Très différente de l’Inconnue à la grâce apprêtée et mièvre, la femme d’élite à laquelle Mérimée adresse les dernières lettres qu’on vient de publier, est tout cœur, tout élan, tout enthousiasme. Profondément religieuse, elle s’est proposé de convertir Mérimée. Elle travaille avec beaucoup d’ardeur à la tâche ou à la mission qu’elle s’est donnée. Battue sur un point, elle ne se décourage pas et met en avant d’autres argumens. À bout de preuves, elle conclut par ce dernier mot de toute discussion religieuse : c’est qu’il faut croire sans preuves, et qu’à tout prendre, c’est le plus sûr. Pour ce qui est de Mérimée, il n’augure pas bien de l’œuvre de sa propre conversion et n’en attend pas de grands résultats, mais il s’y prête de bonne grâce, traite complaisamment et gravement de l’authenticité des Écritures et de l’essence de la foi.
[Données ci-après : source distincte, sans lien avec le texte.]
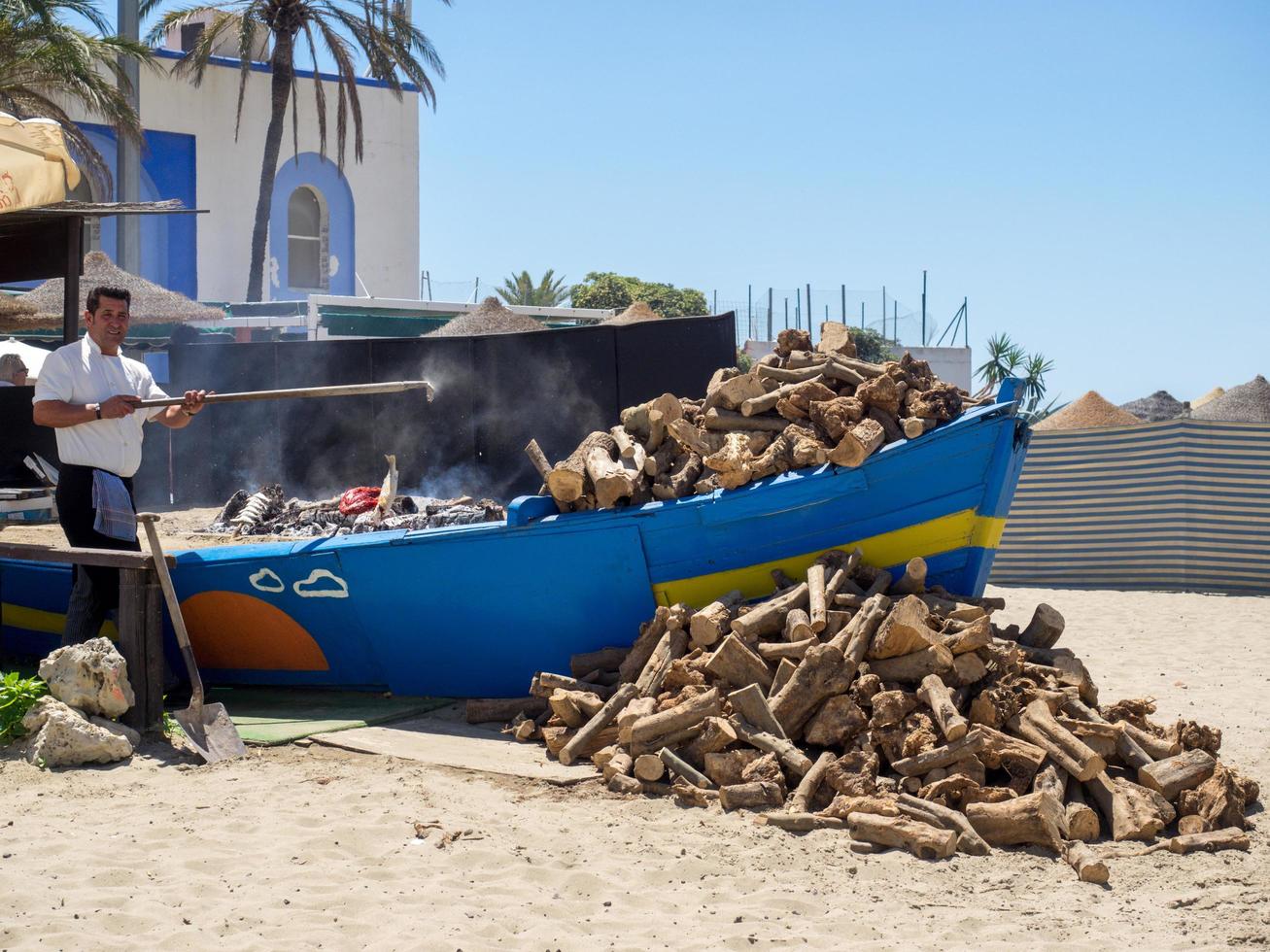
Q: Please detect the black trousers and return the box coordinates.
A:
[54,463,141,645]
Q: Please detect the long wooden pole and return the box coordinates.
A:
[133,380,431,407]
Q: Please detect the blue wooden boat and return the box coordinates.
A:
[0,381,1027,697]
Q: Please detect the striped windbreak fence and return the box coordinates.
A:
[990,419,1270,593]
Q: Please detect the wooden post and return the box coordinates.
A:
[119,568,164,731]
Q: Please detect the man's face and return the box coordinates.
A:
[84,297,128,355]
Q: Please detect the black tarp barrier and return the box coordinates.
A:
[27,314,736,506]
[0,388,57,489]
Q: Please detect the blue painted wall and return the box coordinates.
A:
[269,153,357,301]
[80,123,198,299]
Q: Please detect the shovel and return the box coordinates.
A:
[137,513,247,765]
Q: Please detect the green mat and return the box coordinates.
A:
[190,688,451,746]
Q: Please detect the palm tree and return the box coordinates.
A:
[0,0,152,195]
[498,268,572,307]
[974,334,1027,397]
[141,0,450,301]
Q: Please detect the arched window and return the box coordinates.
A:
[287,186,327,289]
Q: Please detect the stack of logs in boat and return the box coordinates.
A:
[487,550,1258,882]
[526,323,969,512]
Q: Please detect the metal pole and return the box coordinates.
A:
[62,215,83,344]
[115,0,141,274]
[922,268,926,347]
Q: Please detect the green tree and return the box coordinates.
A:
[141,0,450,301]
[497,268,572,307]
[572,272,708,318]
[851,327,895,363]
[0,0,153,195]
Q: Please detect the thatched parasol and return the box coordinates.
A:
[19,252,224,328]
[0,294,40,331]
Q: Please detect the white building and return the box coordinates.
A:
[64,25,419,301]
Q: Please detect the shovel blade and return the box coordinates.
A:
[173,704,247,765]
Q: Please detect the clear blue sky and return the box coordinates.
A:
[414,0,1270,402]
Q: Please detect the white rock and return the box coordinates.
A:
[26,704,132,766]
[87,715,141,750]
[40,638,136,717]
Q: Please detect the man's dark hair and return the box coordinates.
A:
[86,285,132,314]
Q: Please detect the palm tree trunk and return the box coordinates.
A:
[247,32,294,301]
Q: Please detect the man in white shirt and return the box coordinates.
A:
[33,287,206,645]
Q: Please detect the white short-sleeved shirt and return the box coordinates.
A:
[33,334,168,485]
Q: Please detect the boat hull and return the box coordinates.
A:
[0,391,1027,697]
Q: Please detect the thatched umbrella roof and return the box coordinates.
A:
[0,294,40,331]
[19,252,224,328]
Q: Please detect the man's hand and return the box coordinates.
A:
[102,393,141,421]
[181,390,209,417]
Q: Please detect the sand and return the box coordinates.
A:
[0,589,1270,951]
[1033,390,1142,430]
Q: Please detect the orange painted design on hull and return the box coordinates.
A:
[181,592,330,671]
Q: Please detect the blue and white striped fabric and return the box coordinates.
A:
[990,419,1270,593]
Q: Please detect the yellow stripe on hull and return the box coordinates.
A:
[0,601,120,641]
[653,509,1006,608]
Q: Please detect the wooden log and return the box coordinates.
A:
[530,671,615,699]
[890,556,926,595]
[899,417,936,439]
[1084,771,1172,843]
[828,419,886,467]
[688,591,745,647]
[1063,695,1153,770]
[587,447,637,509]
[789,750,839,814]
[556,683,638,766]
[892,726,985,777]
[757,642,820,663]
[1063,841,1112,886]
[1018,603,1066,647]
[785,608,815,641]
[607,773,644,796]
[632,688,723,745]
[732,583,807,641]
[703,407,789,433]
[754,812,847,833]
[679,717,737,765]
[869,645,952,682]
[771,643,855,737]
[704,633,772,691]
[807,562,828,633]
[1138,750,1217,802]
[1116,721,1183,761]
[895,794,992,856]
[719,781,783,810]
[1010,700,1106,782]
[1064,783,1101,843]
[1165,827,1251,854]
[634,754,666,783]
[463,697,547,724]
[635,629,688,697]
[728,716,811,777]
[965,792,1066,853]
[917,674,971,741]
[865,596,936,660]
[847,812,957,860]
[728,684,789,740]
[546,430,616,502]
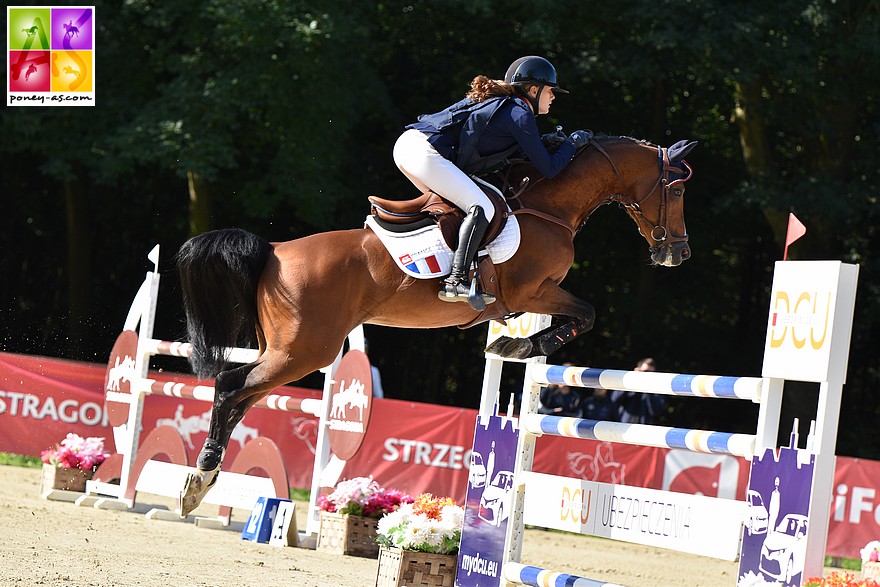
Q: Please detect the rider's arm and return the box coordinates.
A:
[499,105,576,177]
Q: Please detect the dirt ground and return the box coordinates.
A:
[0,466,824,587]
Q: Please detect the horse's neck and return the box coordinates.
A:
[521,151,621,230]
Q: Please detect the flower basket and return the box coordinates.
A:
[376,546,458,587]
[40,464,92,495]
[318,512,379,558]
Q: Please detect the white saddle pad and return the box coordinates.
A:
[364,216,520,279]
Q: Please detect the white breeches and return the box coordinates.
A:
[394,128,495,220]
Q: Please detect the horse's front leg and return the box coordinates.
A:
[180,363,257,518]
[486,280,596,359]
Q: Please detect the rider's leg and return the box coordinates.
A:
[394,129,495,221]
[438,204,495,307]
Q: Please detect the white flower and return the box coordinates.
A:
[860,540,880,563]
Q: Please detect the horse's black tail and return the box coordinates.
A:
[177,229,272,379]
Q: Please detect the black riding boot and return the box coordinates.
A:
[437,205,495,312]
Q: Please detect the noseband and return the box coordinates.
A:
[590,139,694,253]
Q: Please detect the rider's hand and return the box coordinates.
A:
[541,126,568,151]
[568,130,593,149]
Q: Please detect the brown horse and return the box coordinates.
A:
[178,137,696,516]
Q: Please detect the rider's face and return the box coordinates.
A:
[529,86,556,115]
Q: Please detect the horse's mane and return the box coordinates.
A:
[496,133,657,187]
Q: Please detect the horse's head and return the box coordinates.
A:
[592,137,697,267]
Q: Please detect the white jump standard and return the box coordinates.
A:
[456,261,858,587]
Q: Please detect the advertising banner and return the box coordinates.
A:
[0,353,880,558]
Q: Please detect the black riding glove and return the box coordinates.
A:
[541,126,568,152]
[568,130,593,149]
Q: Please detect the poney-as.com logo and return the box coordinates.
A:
[6,6,95,106]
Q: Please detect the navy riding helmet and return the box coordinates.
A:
[504,55,568,116]
[504,55,568,94]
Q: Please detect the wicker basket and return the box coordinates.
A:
[40,463,92,495]
[376,546,458,587]
[318,512,379,558]
[862,562,880,582]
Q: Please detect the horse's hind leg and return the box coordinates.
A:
[486,282,596,359]
[180,363,257,517]
[180,352,309,517]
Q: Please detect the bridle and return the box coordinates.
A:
[584,139,694,253]
[502,138,694,248]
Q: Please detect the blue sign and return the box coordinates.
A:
[455,416,519,587]
[737,447,816,587]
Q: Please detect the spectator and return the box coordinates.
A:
[364,339,385,399]
[611,357,666,424]
[538,363,581,418]
[581,387,620,422]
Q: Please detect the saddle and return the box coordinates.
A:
[367,170,534,328]
[367,180,509,251]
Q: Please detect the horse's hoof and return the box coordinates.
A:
[180,465,220,518]
[500,338,534,359]
[483,336,513,355]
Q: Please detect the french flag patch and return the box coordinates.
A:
[400,255,440,275]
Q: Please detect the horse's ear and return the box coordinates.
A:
[668,140,697,161]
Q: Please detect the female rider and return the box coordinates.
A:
[394,55,590,311]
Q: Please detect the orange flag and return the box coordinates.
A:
[782,212,807,261]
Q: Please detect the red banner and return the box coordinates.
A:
[0,353,880,558]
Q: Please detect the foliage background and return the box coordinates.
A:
[0,0,880,458]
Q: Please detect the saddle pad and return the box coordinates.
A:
[364,216,520,279]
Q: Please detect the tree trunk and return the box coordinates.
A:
[186,171,211,237]
[63,179,92,358]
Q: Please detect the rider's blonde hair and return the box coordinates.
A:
[467,75,516,103]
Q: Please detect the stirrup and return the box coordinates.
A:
[437,280,495,312]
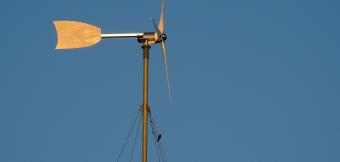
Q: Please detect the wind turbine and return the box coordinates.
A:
[53,0,171,162]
Il ne songe guère à railler et il parle de choses sérieuses avec tout le sérieux et tout le respect qui convient. Il ne se vante plus de son scepticisme, mais plutôt il serait tenté de s’en plaindre : « J’ai, dit-il, le malheur d’être sceptique. » Surtout il est touché de l’intérêt qu’on lui témoigne et qu’il devine sincère autant que noble ; et il en est reconnaissant. Il répond à l’intérêt par la confiance ; et cessant de se tenir en garde, oubliant de se méfier, il laisse échapper des aveux ou des plaintes qui trahissent le besoin foncier de tendresse et font affleurer la sensibilité refoulée.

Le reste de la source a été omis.